The controversy over Tokyo's planned new National Stadium, to be used in the 2020 Olympic and Paralympic Games, continues. In view of the complicated construction method, the high cost of building and operating the stadium as well as the lengthy construction and the possibility that the new structure will ruin the surrounding landscape, the organizations and officials concerned should quickly consider switching to a simpler design that eliminates these problems.

The dispute over the main stadium for the 2020 games has dragged on because the Japan Sport Council, which is overseeing the project, refuses to acknowledge the criticism and consider alternative proposals put forward by experts and ordinary citizens alike. Instead it sticks obstinately to the original plan. The Ministry of Education, Culture, Sports, Science and Technology, which supervises the JSC, is also responsible for the mess because it has given the JSC free rein.

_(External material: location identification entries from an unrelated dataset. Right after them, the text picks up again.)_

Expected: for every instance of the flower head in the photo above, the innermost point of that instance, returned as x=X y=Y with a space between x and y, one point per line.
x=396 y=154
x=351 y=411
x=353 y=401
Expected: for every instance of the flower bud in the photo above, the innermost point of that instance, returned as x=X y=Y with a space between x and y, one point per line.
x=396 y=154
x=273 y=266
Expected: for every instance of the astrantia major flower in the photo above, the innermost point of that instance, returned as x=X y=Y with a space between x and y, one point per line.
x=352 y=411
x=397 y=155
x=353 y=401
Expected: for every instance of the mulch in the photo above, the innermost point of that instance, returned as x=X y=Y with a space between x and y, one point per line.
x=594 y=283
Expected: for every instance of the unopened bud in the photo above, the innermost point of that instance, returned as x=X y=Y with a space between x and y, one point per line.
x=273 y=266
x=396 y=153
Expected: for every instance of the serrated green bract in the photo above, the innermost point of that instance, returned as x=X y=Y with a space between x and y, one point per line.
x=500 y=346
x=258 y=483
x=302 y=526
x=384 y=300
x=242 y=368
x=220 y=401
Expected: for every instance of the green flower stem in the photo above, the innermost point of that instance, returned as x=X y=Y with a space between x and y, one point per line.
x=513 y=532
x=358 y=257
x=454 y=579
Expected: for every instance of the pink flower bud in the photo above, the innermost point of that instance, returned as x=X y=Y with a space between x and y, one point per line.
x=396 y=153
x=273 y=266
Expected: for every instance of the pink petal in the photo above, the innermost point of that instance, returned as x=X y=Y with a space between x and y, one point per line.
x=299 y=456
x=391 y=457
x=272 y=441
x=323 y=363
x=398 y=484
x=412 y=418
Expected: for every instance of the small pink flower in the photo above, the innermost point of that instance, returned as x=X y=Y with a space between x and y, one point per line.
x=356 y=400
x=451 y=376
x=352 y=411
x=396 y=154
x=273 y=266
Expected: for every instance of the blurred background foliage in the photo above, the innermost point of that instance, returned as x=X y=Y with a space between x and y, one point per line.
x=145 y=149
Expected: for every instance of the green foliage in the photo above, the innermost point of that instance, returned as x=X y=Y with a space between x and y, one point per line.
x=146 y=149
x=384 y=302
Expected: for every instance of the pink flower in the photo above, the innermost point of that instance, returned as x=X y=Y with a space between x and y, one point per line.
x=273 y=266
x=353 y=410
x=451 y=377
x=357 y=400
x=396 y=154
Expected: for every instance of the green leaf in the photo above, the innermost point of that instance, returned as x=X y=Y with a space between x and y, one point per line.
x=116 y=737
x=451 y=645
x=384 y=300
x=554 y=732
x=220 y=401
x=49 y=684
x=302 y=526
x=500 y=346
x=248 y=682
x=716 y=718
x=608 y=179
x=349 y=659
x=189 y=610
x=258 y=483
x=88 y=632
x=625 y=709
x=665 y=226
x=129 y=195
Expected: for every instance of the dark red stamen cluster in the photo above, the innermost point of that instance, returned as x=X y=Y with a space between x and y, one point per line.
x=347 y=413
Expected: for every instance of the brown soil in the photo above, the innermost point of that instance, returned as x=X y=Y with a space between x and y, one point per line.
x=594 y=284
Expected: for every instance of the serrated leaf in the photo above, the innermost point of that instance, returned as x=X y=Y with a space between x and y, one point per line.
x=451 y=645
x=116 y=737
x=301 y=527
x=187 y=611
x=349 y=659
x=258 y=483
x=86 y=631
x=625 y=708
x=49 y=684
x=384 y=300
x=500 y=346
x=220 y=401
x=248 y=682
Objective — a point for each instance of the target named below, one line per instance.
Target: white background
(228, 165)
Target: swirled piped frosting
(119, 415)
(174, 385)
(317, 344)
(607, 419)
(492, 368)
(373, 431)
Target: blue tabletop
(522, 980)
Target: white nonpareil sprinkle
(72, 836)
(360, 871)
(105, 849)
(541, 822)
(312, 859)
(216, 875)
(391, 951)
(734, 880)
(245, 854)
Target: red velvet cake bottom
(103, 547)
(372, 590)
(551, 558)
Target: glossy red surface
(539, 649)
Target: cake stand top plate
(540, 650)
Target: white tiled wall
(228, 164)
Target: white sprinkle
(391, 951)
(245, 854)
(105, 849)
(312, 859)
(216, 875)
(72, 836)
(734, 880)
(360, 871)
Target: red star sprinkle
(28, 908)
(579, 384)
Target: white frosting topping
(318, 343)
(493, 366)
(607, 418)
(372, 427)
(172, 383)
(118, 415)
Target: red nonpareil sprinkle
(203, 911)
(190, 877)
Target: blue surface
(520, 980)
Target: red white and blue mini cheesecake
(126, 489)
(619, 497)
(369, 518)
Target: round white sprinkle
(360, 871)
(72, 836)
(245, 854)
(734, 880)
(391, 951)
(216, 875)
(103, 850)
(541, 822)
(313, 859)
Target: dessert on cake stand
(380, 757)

In the fall of 2012, the JSC adopted a design proposal by London-based architect Zaha Hadid in an international design competition. Her design's main architectural feature is two gigantic arches — each with a span of 370 meters — that support a retractable roof. The construction cost of the new stadium was originally estimated at ¥130 billion, but a revised estimate saw the cost swell to ¥300 billion. The enormous gap cannot be explained by a surge in the price of construction materials and personnel costs, leading one to wonder if the original estimate was correctly calculated.